Disappearing Payments On the Internet of Things

UberReciept

On the Internet of Things the world is the Web. Sensors do their sensing, objects talk to you (or your phone, or your glasses) and to each other.

But if a can of soup can (theoretically) know you’re buying it, then why do mobile payments feel like they’re stuck with a ‘last mile’ problem not dissimilar to the old days when high bandwidth Internet access was constrained by that last bit of cable that runs from the road to your living room?

At Banking4Tomorrow, Brett King proposes that you don’t solve the last mile by deploying sexy new digital wallets or interfaces. It’s making payments disappear almost entirely that’s key to mobile payment adoption – much like the value of the Internet of Things will be driven in large part by what we don’t see.
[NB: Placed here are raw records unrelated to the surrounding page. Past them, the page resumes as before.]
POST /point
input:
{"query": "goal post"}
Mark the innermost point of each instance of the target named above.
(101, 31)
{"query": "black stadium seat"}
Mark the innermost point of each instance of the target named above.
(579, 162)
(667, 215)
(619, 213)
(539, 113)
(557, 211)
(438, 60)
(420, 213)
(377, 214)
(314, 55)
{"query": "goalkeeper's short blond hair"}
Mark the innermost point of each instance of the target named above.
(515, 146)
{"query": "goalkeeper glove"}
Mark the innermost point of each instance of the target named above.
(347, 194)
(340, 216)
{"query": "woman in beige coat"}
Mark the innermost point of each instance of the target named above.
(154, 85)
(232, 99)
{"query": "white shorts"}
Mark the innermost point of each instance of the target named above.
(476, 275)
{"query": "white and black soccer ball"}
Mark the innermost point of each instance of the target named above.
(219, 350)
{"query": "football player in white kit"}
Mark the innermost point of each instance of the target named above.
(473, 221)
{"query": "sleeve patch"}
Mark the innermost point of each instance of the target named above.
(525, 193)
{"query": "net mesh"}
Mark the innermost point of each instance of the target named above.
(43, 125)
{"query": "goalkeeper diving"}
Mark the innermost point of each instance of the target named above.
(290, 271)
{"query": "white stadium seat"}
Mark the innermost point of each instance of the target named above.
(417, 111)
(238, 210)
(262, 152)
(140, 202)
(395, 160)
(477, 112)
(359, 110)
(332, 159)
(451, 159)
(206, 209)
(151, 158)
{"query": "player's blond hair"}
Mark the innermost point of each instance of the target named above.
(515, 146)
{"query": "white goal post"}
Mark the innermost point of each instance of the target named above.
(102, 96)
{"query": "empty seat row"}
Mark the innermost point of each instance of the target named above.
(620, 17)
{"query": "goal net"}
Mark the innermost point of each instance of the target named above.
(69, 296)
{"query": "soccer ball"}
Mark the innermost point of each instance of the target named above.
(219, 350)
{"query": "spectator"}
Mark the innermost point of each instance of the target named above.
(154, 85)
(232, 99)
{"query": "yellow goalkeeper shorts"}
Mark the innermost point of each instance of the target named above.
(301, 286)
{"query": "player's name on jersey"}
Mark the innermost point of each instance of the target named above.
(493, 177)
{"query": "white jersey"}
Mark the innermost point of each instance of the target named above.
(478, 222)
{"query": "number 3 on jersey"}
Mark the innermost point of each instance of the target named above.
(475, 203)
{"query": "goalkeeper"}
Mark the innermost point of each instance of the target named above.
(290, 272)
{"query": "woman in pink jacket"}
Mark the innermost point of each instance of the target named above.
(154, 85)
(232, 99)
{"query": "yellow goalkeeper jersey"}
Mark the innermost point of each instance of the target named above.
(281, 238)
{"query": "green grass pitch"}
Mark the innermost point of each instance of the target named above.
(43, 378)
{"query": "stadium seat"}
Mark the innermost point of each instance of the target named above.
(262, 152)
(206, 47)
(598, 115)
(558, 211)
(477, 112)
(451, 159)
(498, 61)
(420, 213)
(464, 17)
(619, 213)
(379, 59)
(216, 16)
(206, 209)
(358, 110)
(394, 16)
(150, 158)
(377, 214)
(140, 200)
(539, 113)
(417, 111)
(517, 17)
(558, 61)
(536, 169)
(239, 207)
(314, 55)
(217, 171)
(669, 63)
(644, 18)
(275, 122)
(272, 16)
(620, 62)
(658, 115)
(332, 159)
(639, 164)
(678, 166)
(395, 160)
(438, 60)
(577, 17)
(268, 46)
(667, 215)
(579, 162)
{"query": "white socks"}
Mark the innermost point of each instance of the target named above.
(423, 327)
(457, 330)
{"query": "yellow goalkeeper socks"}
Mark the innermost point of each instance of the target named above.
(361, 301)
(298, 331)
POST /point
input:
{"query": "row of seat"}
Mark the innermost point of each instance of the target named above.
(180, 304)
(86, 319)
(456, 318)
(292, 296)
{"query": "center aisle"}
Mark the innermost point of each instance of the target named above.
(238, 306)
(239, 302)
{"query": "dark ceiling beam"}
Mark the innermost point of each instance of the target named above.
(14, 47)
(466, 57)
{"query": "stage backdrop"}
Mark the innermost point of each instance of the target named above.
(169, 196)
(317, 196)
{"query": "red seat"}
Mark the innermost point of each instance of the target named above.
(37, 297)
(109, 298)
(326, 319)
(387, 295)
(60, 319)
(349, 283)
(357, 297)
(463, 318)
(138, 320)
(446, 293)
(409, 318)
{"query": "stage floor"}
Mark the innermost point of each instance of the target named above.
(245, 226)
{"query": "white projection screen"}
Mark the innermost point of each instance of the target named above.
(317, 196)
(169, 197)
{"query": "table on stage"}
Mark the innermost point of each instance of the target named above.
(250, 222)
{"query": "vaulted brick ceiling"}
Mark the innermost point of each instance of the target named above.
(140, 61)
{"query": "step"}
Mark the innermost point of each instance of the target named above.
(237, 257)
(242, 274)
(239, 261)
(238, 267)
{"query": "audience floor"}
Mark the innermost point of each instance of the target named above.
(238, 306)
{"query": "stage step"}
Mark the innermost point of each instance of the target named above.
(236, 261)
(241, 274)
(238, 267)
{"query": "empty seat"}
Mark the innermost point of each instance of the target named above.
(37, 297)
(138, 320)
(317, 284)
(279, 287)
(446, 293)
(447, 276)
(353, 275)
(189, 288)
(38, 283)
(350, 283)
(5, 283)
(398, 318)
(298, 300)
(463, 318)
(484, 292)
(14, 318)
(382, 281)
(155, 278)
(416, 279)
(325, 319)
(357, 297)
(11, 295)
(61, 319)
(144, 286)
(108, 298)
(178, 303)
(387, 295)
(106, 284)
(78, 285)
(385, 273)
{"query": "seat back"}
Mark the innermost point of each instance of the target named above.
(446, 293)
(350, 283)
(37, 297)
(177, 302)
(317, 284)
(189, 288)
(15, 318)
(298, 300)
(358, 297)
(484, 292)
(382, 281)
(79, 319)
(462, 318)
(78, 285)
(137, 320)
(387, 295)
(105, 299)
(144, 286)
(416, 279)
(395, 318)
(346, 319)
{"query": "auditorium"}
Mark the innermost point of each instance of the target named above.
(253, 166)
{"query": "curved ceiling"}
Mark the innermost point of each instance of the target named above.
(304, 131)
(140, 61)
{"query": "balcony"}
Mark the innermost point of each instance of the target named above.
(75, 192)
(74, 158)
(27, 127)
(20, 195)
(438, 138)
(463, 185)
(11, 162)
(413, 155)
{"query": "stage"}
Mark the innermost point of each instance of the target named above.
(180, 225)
We’ve been focused for too long on complex application stacks built on a legacy of payment infrastructures and security concerns and global panels on eWallets, all of whom were trying to solve the ‘last mile’ problem by, in essence, arguing over what kind of cable to string from the road to the home. As King notes:

“The pattern emerging is that, like the hype cycle, there has been a complexity cycle with modern payments based on transmission and identity that we simply didn’t need with a cash based system. Banks and payments players learned to value complexity as protection from fraud and a barrier to entry, but today it is that complexity that now is getting targeted by technology like mobile.”
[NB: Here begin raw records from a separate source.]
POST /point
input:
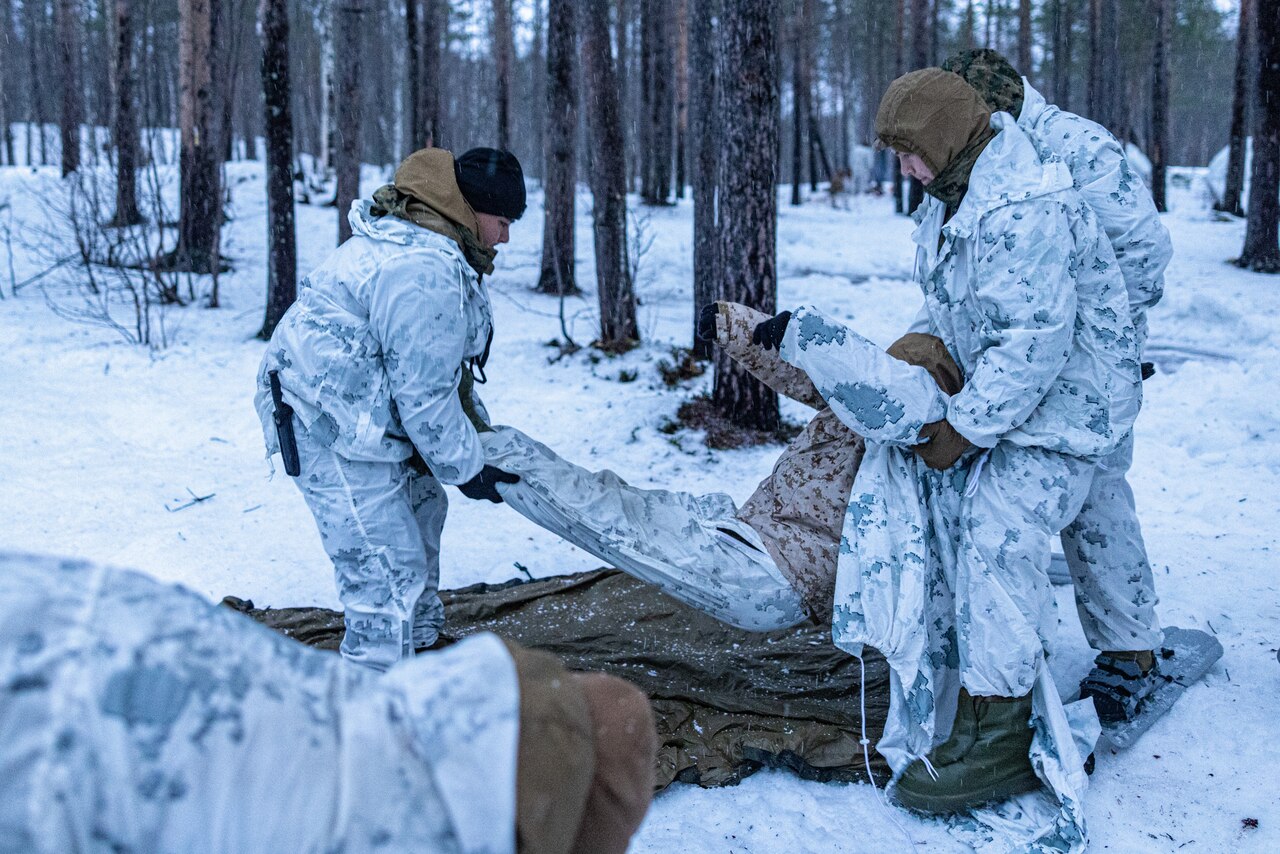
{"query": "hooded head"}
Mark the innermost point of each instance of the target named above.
(935, 115)
(987, 71)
Giving Users Context and Experience

Mobile, start-ups and new technologies are in the process of dis-intermediating the payment industries by focusing on the user first:

“The ultimate expression of all of the technology we are seeing right now in the payments space is not to make payments sexy, it’s to make the payment disappear…Digital natives certainly expect more context in their life. The most simple form of context in a payment instance would simply be understanding how much money you have in your bank account before you make a purchase or payment. The way payments evolve from here will not be making payments faster or better. The payment will disappear, becoming an embedded instance in another engagement or interaction.”
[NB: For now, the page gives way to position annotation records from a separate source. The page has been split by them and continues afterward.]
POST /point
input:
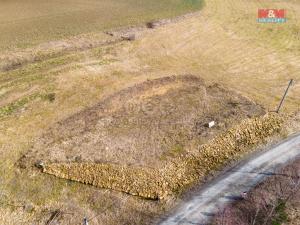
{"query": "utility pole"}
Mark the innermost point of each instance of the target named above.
(285, 93)
(85, 222)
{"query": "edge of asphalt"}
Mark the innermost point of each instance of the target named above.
(218, 175)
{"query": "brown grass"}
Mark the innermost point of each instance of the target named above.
(178, 173)
(223, 44)
(274, 201)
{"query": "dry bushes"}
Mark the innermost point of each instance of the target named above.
(178, 173)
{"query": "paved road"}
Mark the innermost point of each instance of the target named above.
(228, 187)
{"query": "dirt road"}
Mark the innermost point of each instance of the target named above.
(229, 186)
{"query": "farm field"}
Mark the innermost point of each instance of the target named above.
(29, 22)
(221, 44)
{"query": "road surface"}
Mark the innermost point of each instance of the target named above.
(228, 187)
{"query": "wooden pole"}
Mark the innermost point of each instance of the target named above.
(285, 93)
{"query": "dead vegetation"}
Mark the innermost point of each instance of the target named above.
(145, 125)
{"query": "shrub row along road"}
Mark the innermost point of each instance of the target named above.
(228, 187)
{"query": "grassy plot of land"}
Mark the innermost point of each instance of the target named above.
(216, 44)
(24, 23)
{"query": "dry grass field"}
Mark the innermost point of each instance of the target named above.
(25, 23)
(222, 44)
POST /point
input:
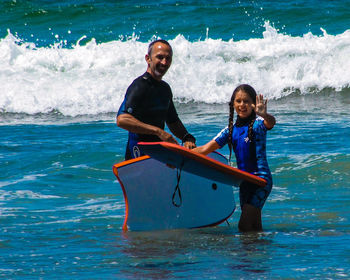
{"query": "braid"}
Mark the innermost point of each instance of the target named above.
(230, 128)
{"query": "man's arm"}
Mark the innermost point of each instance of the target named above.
(130, 123)
(179, 130)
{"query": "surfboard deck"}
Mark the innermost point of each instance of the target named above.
(198, 164)
(148, 186)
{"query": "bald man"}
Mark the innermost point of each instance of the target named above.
(148, 105)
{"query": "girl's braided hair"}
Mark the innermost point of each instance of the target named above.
(252, 93)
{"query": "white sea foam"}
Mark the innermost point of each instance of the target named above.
(92, 78)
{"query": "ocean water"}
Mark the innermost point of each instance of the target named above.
(65, 67)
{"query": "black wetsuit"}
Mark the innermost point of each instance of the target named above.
(149, 101)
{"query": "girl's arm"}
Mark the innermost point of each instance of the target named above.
(261, 110)
(207, 148)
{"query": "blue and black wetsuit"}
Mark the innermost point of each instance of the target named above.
(250, 157)
(150, 101)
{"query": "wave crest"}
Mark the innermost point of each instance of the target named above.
(92, 78)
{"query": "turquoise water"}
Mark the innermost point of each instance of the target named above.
(65, 68)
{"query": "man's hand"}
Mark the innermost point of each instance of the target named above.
(189, 145)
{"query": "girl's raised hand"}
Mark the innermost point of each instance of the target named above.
(261, 105)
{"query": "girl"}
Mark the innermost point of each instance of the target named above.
(247, 137)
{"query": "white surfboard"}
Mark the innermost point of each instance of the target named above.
(152, 201)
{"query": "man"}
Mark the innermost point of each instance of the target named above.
(148, 105)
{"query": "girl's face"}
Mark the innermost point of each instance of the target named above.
(243, 104)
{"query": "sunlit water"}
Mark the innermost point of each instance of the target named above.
(62, 209)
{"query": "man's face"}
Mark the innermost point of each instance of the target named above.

And yet this context only becomes possible because of the underlying complexity not in spite of it. I’d argue that NFC, for example, has been the biggest barrier to the last mile: contactless payment technologies that were still like a moat you needed to cross from the street to the living room. NFC was a needless barrier to context-sensitive technologies where, even though it might be contactless, you might as well be making contact – your phone (or chip or card or whatever) needs to be too damn close to the so-called contactless node.

With the advent of Bluetooth LE and other technologies, we’re leaping towards a new standard. If this was as if  Bluetooth LE decided to skip the last mile entirely and just broadcast broadband from the street itself.

Simplicity from Complexity

Like almost everything with technology, however, King is right: the art is in making extremely complex things incredibly simple. Now that the tools are in the hands of someone other than banks and large legacy-driven institutions, the user experience on the Internet of Things is finally in the right hands.